The pursuit of the German ship was the topic on

everyone’s lips. It had become an ogre in everyone’s minds,

a symbol of the terror that stalked the world. It was as if

nothing more could be achieved until it had been hunted

down and destroyed. To the family in number nine, as to so

many other families in the country, it seemed a personal

retribution - a just reprisal for the terrible loss they had

suffered - yet the need was almost as great to those who had

not known any of the crew. The Hood represented

something vital to the national sense of strength, and its loss must be balanced by an equal loss to the Germans.

‘An eye for an eye, a tooth for a tooth,’ Dick said grimly.

‘That’s what it is. And a ship for a ship.’

‘And a thousand mothers’ sons for a thousand mothers’

sons,’ Cissie said sadly. ‘I don’t know, it seems wrong to me,

looking at it that way. The whole thing about war - leaders

like Hitler sending ordinary young men to do his dirty work

for him and the rest of us having to join in and send ours to

stop them - well, it doesn’t seem Christian to me.’

‘But there’ve always been wars,’ Polly said. ‘The Bible’s

full of them. It’s full of talk about God smiting people

down.’

‘Well, I can’t understand it,’ Cissie said. ‘But there, I

suppose it’s not for folk like us to understand, we haven’t

got the education. We just have to do as we’re told. And

send our lads to be killed,’ she added bitterly.

The wireless began its burbling warm-up and a moment

or two later the announcer’s voice came through. ‘This is

the nine o’clock news, and this is Alvar Liddell reading it.

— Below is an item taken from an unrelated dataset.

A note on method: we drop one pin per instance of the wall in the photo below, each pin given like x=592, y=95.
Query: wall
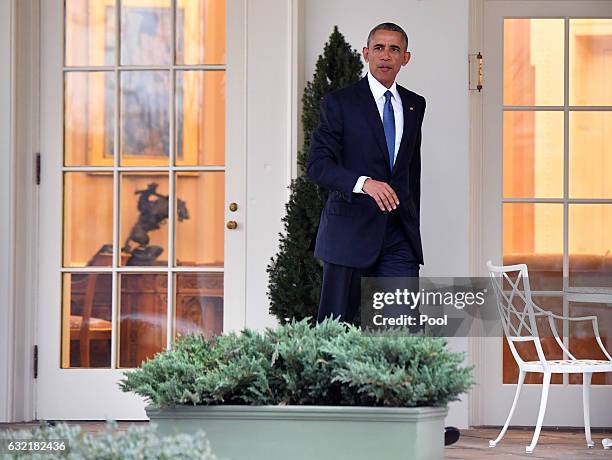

The hunt for the German battleship Bismarck goes on as she

evades the British Force sent to engage her. There has been

more heavy fighting on the island of Crete which was

invaded three days ago by almost five hundred Junker

transport planes bringing thousands of paratroopers. Lord

Louis Mountbatten’s ship HMS Kelly has been reported

sunk, together with her sister ship HMS Kashmir. Many of

the survivors, including Lord Mountbatten, were rescued

by HMS Kipling, after being machine-gunned in the water.

More fighter aircraft have been delivered to the besieged

island of Malta, which has been under heavy attack from the

Luftwaffe. HMS Ark Royal and HMS Furious between

them brought a total forty-eight Hurricanes. German High

Command is believed to be building up a massive attack

force on the Russian Front. There were no reports of air

raids over Britain over the past twenty-four hours …’

‘That’s one bit of good news anyway,’ Alice said as they

switched off the wireless and stared at each other.

shouldn’t think they had enough planes to raid us anyway.

They seem to be everywhere!’

‘It’s terrible,’ Cissie said, ‘Lord Mountbatten being

machine-gunned in the water! And all those poor souls on

Malta. I heard yesterday that they’re just living in holes in

the ground, frightened to come out. And Crete - they can’t

leave our boys there, surely? They’ll have to go and get

them out.’

‘It’s another Dunkirk,’ Dick said. He shook his head. ‘I

can’t see how we can beat them this time. They’ve been

getting ready for it for years, while we’ve been shutting our

eyes to what’s been going on.’

‘Well, I believe in Mr Churchill,’ Alice said staunchly,

‘and if he says we’ll win, I reckon we will.’

Dick looked at her gravely. ‘I’m not sure that’s what he

has said, Ma,’ he said in a quiet voice. ‘He’s said we’ll fight them. He’s said we’ll fight them on the beaches and in the

streets and in the hills. He’s said we’ll never surrender. But

I don’t think he’s ever said we’re going to win.’

The Bismarck was sunk two days later, after a desperate

chase across the Atlantic, pursued by over a hundred ships.